No mundo inteiro, mais uma semana de angústia e mortos a contabilizar, enquanto prosseguem os esforços para identificar e tratar os contaminados, além de providenciar o suporte para tal atendimento, tarefa muito provavelmente sem precedentes em escala global.

No Brasil, aparentemente acalmado com relação à questão da quarentena, afinal reconhecida como única forma de conter a pandemia dentro das possibilidades de atendimento do sistema médico, trata-se agora de definir como será paga, passada a tempestade, a conta resultante para indivíduos, para empresas e, claro, para o próprio Estado.

Será uma nova guerra, disso ninguém tem dúvidas, mesmo que também na semana que termina tenha sido anunciado o pagamento aos magistrados do Ceará de um adicional de 15% sobre seus proventos, por conta de estarem obrigados a trabalhar em casa, o que só não acontecerá por conta de veto em Brasília. Absurdo tão maior diante das demissões e redução de jornada, com corte equivalente nos salários, fantasma que ronda os trabalhadores do sistema privado.

Queiram ou não, tudo indica que, por absoluta falta de opção, está chegando a hora em que será preciso cortar na própria carne, como já se admite na Câmara dos Deputados, cujo presidente já mencionou a inevitabilidade de cortes.

Só se pode esperar que essa não seja uma ideia isolada e, sobretudo, que finalmente tenha chegado a hora de tratar dos marajás, estejam eles onde estiveram, donos de vantagens tão absurdas e despropositadas quanto o pagamento de auxílio-moradia a quem dispõe de casa própria e toda uma constelação de privilégios que podem ser legais mas não são morais e sim abusos que muito contribuíram a levar as finanças públicas a uma condição insustentável, agora agravadas ao extremo.

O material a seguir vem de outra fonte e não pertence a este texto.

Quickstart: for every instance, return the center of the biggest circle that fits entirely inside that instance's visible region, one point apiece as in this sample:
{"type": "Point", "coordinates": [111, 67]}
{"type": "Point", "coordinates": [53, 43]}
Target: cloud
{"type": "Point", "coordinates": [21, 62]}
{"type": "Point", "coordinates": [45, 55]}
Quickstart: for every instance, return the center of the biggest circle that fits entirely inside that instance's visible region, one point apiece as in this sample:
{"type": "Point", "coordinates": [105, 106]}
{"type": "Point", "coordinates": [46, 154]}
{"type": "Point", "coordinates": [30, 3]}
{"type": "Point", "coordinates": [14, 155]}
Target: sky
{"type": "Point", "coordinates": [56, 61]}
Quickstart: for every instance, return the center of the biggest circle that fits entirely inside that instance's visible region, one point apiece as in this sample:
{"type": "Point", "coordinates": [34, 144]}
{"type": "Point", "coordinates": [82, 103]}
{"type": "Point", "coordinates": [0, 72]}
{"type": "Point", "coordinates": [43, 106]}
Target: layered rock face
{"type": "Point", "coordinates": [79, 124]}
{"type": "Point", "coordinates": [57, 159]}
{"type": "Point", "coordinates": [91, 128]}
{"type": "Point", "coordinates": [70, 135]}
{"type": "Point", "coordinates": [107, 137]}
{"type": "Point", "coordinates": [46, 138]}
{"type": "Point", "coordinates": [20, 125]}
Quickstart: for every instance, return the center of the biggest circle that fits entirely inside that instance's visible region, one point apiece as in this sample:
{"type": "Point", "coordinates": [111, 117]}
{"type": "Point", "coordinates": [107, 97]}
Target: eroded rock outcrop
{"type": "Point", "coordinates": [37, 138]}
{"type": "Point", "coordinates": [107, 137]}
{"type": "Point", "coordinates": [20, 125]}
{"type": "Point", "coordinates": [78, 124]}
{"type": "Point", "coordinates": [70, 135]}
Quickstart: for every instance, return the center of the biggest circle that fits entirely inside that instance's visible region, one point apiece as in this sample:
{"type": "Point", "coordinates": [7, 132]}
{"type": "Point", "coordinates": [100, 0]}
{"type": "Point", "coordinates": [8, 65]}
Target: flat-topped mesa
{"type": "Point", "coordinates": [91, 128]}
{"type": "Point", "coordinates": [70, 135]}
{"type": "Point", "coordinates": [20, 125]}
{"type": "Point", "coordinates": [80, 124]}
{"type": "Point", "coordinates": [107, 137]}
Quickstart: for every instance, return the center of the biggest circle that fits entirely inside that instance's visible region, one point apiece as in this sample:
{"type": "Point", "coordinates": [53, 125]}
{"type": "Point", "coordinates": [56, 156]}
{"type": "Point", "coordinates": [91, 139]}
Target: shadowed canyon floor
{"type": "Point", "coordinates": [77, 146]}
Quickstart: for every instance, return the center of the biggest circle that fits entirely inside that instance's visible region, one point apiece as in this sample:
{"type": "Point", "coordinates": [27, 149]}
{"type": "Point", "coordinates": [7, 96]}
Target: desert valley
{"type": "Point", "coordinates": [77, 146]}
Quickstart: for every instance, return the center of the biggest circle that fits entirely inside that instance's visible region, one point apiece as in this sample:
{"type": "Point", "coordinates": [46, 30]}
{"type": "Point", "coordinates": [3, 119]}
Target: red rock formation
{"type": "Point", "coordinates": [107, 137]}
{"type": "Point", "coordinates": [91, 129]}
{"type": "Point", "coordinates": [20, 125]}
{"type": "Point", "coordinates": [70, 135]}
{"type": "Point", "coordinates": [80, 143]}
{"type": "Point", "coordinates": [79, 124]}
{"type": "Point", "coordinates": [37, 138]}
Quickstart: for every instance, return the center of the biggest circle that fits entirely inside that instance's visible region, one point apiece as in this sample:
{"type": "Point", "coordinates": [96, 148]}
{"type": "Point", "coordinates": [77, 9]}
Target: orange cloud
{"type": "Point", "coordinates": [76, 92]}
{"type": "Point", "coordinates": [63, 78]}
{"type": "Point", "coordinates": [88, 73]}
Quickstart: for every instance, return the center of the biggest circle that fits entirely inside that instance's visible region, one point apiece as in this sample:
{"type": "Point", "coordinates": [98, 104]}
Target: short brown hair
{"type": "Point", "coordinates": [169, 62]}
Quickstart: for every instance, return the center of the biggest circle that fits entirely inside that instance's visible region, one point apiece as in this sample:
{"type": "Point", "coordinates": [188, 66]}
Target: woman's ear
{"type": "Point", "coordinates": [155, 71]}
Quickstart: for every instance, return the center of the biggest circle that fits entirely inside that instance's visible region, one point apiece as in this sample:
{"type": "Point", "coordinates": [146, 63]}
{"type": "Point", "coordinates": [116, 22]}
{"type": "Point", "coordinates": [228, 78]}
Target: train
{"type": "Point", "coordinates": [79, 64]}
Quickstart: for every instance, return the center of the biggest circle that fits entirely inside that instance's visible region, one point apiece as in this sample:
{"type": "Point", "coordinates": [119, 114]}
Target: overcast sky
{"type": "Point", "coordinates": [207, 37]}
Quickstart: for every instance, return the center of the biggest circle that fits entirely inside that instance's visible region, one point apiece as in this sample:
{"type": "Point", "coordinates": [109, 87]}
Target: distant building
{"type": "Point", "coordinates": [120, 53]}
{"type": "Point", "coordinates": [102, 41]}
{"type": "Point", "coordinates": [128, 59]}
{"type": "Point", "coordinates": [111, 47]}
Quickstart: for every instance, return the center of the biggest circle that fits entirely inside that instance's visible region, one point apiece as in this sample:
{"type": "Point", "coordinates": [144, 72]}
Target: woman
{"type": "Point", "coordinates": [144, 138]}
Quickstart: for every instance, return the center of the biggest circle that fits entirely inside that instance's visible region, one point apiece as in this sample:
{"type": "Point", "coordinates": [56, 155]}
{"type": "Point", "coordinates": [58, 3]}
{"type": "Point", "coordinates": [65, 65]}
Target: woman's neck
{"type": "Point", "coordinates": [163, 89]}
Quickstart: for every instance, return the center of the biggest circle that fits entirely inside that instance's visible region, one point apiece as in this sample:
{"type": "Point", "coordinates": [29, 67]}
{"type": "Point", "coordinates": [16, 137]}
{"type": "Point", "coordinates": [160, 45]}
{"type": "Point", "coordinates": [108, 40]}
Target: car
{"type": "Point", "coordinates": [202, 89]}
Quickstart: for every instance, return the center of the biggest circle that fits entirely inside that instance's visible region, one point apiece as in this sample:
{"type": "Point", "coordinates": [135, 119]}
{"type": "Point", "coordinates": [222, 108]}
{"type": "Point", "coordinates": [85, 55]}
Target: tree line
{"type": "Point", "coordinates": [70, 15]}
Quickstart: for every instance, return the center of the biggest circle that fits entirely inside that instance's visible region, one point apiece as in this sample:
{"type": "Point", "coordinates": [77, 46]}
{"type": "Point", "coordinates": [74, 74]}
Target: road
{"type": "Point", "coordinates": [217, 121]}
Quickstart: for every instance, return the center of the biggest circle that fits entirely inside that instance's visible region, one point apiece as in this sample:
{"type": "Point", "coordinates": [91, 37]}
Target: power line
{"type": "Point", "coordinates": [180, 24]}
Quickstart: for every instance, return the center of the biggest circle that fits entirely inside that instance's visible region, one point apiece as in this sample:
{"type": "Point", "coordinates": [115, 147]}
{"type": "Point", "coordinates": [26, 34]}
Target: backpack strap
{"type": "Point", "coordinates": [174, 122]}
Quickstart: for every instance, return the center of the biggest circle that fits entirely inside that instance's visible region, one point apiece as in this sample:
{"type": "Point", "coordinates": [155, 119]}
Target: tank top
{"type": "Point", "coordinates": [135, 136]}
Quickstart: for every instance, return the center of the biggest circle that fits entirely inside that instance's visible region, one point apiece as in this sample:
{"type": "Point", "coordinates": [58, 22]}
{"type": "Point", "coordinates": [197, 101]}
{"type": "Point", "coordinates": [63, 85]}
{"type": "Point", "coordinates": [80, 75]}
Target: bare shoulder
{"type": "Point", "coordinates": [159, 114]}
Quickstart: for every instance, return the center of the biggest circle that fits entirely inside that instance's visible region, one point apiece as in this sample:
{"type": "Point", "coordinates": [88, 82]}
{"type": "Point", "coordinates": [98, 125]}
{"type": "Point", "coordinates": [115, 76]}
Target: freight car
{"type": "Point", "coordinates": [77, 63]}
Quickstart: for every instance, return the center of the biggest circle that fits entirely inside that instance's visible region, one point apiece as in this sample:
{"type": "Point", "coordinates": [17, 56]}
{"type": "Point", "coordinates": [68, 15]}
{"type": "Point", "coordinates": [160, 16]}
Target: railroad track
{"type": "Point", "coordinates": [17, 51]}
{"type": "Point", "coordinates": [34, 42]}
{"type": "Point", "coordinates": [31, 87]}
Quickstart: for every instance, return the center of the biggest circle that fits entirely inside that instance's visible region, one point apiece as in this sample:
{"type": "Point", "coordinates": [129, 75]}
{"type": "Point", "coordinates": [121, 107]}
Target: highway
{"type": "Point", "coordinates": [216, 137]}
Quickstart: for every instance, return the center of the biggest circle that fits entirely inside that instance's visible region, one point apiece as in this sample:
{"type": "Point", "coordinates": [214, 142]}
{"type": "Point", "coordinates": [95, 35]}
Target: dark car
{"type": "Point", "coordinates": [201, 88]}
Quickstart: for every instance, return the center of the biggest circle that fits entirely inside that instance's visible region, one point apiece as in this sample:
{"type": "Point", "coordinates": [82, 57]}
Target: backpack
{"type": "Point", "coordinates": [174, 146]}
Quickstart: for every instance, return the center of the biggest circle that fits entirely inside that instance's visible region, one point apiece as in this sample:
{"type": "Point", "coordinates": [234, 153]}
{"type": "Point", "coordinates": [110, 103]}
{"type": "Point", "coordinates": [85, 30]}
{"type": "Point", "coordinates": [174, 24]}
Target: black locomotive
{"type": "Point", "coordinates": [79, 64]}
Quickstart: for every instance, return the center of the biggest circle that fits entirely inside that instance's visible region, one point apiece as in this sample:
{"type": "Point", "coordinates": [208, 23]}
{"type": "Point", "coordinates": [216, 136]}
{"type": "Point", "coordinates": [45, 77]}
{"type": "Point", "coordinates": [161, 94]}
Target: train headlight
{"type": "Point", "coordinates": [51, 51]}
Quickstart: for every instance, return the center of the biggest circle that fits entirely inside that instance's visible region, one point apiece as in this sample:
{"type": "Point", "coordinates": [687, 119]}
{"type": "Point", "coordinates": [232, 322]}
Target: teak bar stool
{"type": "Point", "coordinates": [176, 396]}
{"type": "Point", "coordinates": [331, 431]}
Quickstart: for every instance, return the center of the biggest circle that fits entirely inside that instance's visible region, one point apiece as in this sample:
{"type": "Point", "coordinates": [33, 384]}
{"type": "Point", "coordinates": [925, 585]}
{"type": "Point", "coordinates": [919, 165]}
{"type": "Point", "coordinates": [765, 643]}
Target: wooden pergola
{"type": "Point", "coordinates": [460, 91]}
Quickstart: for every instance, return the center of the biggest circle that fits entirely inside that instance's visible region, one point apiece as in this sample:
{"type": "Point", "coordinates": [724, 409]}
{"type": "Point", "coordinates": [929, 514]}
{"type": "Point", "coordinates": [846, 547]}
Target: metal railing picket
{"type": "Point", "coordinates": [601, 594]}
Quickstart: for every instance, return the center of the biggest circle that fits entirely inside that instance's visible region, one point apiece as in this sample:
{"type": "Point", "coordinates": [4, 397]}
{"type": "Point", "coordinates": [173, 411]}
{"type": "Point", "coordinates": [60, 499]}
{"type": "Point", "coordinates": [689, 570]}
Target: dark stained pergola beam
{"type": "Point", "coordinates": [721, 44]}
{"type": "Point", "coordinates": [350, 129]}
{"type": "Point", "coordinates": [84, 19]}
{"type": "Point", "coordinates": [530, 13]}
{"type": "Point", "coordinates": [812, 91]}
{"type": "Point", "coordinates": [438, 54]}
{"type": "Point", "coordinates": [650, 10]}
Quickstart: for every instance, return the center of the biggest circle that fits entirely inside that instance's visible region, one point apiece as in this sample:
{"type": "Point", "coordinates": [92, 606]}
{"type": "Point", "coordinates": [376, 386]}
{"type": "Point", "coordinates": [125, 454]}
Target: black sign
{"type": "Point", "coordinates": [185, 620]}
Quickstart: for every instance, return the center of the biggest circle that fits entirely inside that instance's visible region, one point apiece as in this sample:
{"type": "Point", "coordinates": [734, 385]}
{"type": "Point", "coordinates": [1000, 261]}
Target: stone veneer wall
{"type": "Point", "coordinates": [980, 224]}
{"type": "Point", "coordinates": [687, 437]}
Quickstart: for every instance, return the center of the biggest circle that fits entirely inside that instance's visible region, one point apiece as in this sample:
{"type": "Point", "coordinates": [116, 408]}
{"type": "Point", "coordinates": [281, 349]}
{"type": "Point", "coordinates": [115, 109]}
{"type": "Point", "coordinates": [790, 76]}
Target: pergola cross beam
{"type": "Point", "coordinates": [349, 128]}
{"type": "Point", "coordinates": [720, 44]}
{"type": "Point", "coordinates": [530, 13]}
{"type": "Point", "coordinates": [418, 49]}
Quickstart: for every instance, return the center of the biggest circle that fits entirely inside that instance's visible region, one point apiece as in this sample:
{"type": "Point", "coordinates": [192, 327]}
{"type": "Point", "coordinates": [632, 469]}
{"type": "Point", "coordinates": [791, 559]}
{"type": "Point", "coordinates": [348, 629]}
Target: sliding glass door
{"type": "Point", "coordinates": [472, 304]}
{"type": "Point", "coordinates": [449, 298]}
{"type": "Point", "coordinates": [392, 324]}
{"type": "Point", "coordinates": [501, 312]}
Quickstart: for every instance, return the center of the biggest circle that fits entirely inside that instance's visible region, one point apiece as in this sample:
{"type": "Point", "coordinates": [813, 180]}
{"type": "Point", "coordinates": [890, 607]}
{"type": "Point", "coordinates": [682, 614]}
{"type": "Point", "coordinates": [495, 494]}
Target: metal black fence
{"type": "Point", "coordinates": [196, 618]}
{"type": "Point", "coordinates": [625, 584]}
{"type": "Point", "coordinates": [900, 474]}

Quem for capaz de imaginar o que virá depois só pode concluir que, por bem ou por mal, muita coisa terá que mudar, aí incluído, principalmente na esfera pública, o duvidoso conceito de “direito adquirido”, muito utilizado para eternizar privilégios agora abatidos pela realidade.

Os gastos indevidos com pessoal representam a parte mais pesada dessa conta que ameaça pôr o País a pique. Não nos esqueçamos, contudo, de toda sorte de mordomias reservadas aos donos do poder, como mansões em Brasília, carros oficiais aos milhares, diárias pagas sem critério ou necessidade e, para os que estão no topo do poder, aviões também. Se formos todos vacinados com um mínimo de decência, chegou a hora própria para acabar com tudo isso.

Para que o Brasil, na dor, acorde para todos desatinos cometidos em seu nome e com seus recursos.